国語辞典を味わう

今回は、様々な国語辞典の記述を見比べることで、国語辞典を味わってみたい。

基本的な語彙の方が意味分類の仕方に差が出て、当然記述の仕方にも違いが見られる。国語辞典は知らない言葉に出会った時に引くものだと思われがちだが、基本的な言葉にこそ、国語辞典の奥深さが隠されていると言ってもよいだろう。

今回は、「追う」という言葉について、様々な国語辞典の記述を見比べてみようと思う。

岩波国語辞典(第7版)
①先のもの、前途にあるものに達しようとして進む。おいかける。
②あとに従う。ことの順序などに従う。
③退ける。去らせる。おいはらう。
④駆りたてる。

明鏡国語辞典(第2版)
①先を行くものに到達しようとして(また、それをとらえようとして)後から進む。追いかける。
②目標を理想とするものに向かって進む。追い求める。追いかける。
③取り逃がさないように、ぴたりと相手(の動き)についてゆく。追いかける。
④物事の順序に従う。
▷言い切りの形では使わない。
⑤促して(また、払いのけて)、動物をほかの場所に行かせる。
⑥《多く「−・われる」の形で》組織や地位から退けられる。追い払われる。追放される。放逐される。
⑦《「−・われる」の形で》せかされて、ゆっくりできない。追い立てられる。

三省堂国語辞典(第6版)
①先に進む人や ものの所へ行き着こうとして、進む。
②前にあるものに ならう。
③〔おどしたりして〕去らせる。

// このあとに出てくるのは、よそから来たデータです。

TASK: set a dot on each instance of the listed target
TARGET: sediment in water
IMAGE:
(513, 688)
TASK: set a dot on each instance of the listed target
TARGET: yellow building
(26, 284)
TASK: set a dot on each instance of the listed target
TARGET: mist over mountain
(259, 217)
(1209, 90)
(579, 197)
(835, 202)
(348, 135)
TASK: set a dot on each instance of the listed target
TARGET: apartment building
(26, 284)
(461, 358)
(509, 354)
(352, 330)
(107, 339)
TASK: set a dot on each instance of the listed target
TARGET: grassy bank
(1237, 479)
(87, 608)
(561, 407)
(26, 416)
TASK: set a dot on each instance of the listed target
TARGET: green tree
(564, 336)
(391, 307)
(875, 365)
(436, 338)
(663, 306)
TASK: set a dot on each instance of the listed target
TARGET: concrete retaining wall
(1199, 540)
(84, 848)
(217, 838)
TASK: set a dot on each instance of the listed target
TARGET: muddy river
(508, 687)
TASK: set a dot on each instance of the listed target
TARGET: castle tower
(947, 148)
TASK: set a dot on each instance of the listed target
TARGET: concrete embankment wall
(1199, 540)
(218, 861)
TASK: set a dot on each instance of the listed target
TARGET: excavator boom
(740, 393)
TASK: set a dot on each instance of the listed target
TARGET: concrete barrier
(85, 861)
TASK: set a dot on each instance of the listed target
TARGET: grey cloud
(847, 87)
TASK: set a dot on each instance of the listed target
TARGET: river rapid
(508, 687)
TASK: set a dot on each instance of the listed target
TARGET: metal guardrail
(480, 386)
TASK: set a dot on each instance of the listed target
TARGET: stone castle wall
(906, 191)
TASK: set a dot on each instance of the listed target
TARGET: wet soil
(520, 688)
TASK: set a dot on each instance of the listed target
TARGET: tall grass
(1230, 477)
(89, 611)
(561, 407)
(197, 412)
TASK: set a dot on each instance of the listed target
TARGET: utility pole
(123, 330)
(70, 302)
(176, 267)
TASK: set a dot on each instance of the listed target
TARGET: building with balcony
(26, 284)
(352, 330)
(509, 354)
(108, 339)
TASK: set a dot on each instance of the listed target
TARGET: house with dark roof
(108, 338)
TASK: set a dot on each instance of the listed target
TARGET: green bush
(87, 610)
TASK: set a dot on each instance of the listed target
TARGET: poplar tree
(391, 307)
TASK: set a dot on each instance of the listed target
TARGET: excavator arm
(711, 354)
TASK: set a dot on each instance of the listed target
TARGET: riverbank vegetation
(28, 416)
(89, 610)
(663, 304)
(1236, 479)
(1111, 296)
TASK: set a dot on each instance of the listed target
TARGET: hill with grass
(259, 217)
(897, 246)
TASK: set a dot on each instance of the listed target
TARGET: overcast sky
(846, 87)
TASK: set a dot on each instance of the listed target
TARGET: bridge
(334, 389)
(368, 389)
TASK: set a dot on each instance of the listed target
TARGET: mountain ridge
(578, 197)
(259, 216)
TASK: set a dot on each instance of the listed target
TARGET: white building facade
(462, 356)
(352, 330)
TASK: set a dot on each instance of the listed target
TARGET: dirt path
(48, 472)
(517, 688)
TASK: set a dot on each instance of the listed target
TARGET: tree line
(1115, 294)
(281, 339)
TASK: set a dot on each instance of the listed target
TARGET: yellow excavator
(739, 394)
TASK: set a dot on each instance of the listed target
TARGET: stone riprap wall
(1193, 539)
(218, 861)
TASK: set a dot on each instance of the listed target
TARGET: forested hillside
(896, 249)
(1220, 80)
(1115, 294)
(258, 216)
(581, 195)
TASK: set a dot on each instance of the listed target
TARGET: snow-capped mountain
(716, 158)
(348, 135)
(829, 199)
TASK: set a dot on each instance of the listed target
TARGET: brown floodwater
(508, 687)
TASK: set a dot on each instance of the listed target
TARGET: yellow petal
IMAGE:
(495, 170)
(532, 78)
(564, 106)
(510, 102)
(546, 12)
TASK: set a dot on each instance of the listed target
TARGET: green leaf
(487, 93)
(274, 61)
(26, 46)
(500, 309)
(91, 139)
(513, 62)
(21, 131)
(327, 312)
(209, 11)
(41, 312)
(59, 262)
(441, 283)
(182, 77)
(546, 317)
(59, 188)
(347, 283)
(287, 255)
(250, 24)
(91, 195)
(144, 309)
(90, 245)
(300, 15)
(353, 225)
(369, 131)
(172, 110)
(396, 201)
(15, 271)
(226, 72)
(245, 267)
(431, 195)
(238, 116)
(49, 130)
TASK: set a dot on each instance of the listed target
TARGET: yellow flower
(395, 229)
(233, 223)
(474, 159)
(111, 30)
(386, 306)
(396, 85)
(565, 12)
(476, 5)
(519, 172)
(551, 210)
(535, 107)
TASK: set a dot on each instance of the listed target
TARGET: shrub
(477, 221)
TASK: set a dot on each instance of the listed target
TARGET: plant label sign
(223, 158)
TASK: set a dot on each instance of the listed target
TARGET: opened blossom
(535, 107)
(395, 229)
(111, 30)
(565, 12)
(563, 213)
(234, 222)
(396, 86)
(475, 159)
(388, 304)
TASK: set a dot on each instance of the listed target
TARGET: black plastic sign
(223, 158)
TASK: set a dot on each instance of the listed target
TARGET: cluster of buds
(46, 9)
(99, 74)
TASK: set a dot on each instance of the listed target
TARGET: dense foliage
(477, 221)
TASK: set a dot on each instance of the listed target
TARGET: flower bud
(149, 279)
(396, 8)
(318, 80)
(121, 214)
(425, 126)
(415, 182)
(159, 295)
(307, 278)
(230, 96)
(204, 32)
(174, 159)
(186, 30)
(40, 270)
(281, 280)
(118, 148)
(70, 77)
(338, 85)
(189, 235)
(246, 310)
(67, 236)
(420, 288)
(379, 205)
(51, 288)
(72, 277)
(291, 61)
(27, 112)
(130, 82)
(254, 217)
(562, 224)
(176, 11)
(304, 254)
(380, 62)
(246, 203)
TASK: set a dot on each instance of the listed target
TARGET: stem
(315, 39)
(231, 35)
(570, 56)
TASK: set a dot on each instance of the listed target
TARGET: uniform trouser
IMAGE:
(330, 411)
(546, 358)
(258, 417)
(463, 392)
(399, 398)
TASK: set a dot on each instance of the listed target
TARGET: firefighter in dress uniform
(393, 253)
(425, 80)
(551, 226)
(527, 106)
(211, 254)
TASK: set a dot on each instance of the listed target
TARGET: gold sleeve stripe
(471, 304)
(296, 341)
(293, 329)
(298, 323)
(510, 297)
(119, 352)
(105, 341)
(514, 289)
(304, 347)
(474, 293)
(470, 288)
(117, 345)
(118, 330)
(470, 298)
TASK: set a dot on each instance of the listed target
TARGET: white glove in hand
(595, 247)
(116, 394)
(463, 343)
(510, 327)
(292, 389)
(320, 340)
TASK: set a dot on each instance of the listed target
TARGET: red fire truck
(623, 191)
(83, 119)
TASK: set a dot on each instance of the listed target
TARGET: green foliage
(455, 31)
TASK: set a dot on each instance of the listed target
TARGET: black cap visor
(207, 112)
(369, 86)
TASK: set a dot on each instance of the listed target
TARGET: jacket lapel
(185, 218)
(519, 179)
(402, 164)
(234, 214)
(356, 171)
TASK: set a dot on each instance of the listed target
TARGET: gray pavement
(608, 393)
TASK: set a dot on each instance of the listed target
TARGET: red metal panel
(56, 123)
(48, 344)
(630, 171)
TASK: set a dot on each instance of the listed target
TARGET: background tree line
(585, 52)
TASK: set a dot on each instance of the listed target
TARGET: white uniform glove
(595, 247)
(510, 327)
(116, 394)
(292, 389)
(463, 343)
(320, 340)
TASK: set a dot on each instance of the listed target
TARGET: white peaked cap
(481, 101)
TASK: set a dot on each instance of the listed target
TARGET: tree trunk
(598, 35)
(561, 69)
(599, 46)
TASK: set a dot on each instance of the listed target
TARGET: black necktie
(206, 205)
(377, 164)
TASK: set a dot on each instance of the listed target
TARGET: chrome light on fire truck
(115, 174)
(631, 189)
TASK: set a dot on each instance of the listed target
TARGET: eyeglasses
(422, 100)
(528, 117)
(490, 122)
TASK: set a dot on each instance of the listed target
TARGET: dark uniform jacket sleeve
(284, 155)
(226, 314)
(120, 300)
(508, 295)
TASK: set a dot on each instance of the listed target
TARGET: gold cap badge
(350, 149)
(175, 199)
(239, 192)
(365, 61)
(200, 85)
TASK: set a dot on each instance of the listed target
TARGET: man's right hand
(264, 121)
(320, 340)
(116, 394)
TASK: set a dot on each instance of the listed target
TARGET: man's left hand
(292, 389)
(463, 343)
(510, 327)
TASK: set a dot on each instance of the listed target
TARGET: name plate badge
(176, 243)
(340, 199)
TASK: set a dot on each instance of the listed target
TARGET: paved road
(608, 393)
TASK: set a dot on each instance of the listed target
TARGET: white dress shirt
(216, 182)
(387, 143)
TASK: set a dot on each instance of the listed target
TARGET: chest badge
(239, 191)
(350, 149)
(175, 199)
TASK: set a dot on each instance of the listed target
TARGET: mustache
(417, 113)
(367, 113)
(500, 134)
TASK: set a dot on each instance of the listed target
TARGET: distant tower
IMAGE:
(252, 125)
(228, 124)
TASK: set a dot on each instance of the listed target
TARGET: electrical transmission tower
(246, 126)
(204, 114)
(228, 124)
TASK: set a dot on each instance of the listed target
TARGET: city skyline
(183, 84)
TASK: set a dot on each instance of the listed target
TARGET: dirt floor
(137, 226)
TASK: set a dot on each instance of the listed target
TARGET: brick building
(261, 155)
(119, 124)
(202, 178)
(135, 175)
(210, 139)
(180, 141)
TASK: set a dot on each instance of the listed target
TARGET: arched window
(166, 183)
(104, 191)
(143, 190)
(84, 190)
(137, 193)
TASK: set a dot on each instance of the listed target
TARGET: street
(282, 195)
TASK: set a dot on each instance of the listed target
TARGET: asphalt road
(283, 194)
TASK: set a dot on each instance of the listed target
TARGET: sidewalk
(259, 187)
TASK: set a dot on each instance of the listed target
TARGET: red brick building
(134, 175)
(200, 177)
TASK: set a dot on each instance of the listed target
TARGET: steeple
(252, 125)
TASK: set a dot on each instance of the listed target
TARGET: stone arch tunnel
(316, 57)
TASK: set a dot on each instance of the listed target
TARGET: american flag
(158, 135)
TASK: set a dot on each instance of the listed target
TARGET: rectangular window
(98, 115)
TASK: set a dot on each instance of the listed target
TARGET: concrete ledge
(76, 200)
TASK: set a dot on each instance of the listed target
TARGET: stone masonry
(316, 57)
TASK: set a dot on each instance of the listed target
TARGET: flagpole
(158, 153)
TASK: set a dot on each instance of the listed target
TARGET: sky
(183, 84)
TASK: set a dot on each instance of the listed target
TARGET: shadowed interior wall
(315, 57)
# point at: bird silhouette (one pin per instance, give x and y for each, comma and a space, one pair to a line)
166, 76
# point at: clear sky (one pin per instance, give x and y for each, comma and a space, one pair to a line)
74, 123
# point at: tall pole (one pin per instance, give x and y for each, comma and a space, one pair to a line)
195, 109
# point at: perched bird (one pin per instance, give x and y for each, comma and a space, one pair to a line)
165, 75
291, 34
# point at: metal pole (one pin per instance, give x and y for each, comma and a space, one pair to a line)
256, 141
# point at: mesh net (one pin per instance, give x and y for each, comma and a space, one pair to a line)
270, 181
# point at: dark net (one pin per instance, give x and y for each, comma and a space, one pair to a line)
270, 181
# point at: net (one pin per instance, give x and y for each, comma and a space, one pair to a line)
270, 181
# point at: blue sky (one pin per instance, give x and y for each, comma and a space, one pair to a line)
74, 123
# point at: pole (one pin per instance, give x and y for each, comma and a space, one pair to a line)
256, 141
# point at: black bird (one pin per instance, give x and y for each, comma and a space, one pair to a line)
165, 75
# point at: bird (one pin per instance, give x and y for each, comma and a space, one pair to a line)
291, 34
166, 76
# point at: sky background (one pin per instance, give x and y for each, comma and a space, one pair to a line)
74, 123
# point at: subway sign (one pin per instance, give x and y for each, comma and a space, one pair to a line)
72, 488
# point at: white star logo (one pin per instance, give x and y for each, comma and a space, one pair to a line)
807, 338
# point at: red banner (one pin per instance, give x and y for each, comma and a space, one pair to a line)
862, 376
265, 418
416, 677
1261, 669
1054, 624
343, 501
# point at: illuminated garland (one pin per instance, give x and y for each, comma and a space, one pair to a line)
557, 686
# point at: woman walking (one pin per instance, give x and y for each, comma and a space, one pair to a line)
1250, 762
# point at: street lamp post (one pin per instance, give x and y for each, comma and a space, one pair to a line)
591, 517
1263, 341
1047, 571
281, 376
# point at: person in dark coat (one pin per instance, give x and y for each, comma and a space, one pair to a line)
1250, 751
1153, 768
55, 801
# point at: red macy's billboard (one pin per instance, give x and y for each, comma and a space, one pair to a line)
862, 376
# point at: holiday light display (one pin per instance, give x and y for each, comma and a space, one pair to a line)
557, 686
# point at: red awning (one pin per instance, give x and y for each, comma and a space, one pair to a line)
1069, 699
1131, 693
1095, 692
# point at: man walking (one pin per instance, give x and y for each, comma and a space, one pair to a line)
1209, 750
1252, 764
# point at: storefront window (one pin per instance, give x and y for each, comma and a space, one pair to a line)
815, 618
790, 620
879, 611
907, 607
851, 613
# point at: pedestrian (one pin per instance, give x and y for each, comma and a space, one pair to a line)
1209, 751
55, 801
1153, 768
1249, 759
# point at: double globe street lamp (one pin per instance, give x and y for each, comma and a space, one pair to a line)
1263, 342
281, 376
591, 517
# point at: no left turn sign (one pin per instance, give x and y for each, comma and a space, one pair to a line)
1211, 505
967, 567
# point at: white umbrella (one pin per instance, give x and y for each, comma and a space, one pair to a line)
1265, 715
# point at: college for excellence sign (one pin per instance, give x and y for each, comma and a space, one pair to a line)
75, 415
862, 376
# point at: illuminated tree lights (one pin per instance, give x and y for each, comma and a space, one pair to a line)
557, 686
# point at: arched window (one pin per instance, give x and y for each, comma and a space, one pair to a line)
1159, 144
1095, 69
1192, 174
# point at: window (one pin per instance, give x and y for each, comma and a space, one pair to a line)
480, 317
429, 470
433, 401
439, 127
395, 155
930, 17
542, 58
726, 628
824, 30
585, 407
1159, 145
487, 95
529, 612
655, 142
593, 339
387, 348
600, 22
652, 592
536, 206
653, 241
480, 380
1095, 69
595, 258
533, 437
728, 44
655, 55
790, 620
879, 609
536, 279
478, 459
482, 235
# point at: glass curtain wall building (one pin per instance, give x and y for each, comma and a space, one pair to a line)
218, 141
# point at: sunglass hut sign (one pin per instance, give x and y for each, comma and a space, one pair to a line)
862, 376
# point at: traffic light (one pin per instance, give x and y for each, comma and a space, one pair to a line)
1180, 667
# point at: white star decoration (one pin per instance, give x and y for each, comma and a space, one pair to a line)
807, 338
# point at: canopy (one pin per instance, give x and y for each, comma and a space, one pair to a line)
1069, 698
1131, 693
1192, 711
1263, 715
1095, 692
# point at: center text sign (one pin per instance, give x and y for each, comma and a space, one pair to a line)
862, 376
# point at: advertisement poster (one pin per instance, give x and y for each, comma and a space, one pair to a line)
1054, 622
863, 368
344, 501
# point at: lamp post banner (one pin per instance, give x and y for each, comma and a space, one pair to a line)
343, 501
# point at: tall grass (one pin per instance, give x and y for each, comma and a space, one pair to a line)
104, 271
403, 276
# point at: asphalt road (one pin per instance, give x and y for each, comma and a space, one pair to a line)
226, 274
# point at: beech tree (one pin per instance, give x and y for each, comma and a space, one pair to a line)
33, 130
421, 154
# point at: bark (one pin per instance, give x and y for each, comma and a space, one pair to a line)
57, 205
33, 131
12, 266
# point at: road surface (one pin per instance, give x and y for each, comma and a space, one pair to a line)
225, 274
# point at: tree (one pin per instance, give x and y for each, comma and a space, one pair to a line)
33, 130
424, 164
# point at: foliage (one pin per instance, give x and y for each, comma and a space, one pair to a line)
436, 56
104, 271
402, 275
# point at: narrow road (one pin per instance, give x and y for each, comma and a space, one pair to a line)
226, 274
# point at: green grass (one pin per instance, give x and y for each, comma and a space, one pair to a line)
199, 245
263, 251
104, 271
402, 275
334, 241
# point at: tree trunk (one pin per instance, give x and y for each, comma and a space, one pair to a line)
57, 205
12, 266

追いはらう。
④うしろから うながして、歩かせる。
⑤⇒追われる。
⑥「時間を追って〔=時間の順に〕・日を追って〔日がたつとともに〕・順を追って〔=順順に〕」
【追われる】
①追放される。
②せきたてられる。

新明解国語辞典(第7版)
①A歓迎出来ない者を、強制的に他へ行かせる。
 B目的地に誘導するために強制的に進ませる。
②A跡に従って(を慕って)進む。
 B(先に進んだ)目標をつかまえようと、努力する。
③何かの順に従う。
【追われる】
①不要な者として強制的に他の地に行かされる。
②他のことを顧みる余裕もなく、その問題の解決・処理に当たらなければならない状況に陥る。

国語辞典を見比べる

このように比べてみると、まずブランチの数がかなり異なることに驚く。基礎語の語釈に力を入れていると言われる明鏡は7つのブランチが立てられているのに対し、岩波は4つに簡潔にまとめられている。

その中でも、ここでは特に「地位を追われる」や「締め切りに追われる」のような特殊な表現の扱い方に注目してみよう。これらの表現は基本的に「追われる」という受身で使われるものである。明鏡では⑥と⑦に当たるが、《多く「−・われる」の形で》《「−・われる」の形で》という補足によってその情報がきちんと示されている。また、三国新明解(どちらも三省堂)では「追われる」を一つの項目として別に立てることで、これらが受身独自の意味であることを示している。

それに対し、岩波では③の用例に「地位を追われる」(地位から退ける)「国を追われる」、④の用例に「日々の暮らしに追われる」という記述があるが、これらが受身に特有の意味であることは示されていない。

細かく意味分類がされていた方が親切なようにも感じられるが、多義語をできるだけコンパクトに説明することで、その言葉に通底する意味がつかみやすくなる、ということも考えられる。

また、新明解はユニークな語釈が有名であるが、この「追う」の語釈でもそれが表れている。まず、「強制的」という言葉が何度も使われており、他の辞典よりニュアンスが伝わってきやすい。また、新明解の①は「自分の頭の上の蠅を追え」や「声を掛けて牛を追う」が用例に当たるものであり、他の辞典が共通して初めに挙げている意味は、新明解では②に該当する。このことからも、「追う」という語には「強制的」というニュアンスが重要であるという主張が表れているように感じる。また、5つのブランチを並列させるのではなく、①と②をAとBというより詳細なブランチに分けるという形式を取ることで、上に示した通底する意味をつかみやすくしようという工夫が見られる。

まとめ

当たり前のことではあるが、国語辞典の記述はそれぞれ異なり、個性が現れている(昔はパクリが横行している時代もあった。詳しくは佐々木健一『辞書になった男 ケンボー先生と山田先生』(2014、文春文庫)を参照)。そして、常にそれぞれが改訂を重ね、よりよい国語辞典を目指している。

一つの国語辞典を愛用するのもよいが、複数を見比べることで国語辞典の奥深さがわかる。そしてその奥深さとは、すなわちことばの奥深さでもあるのだろう。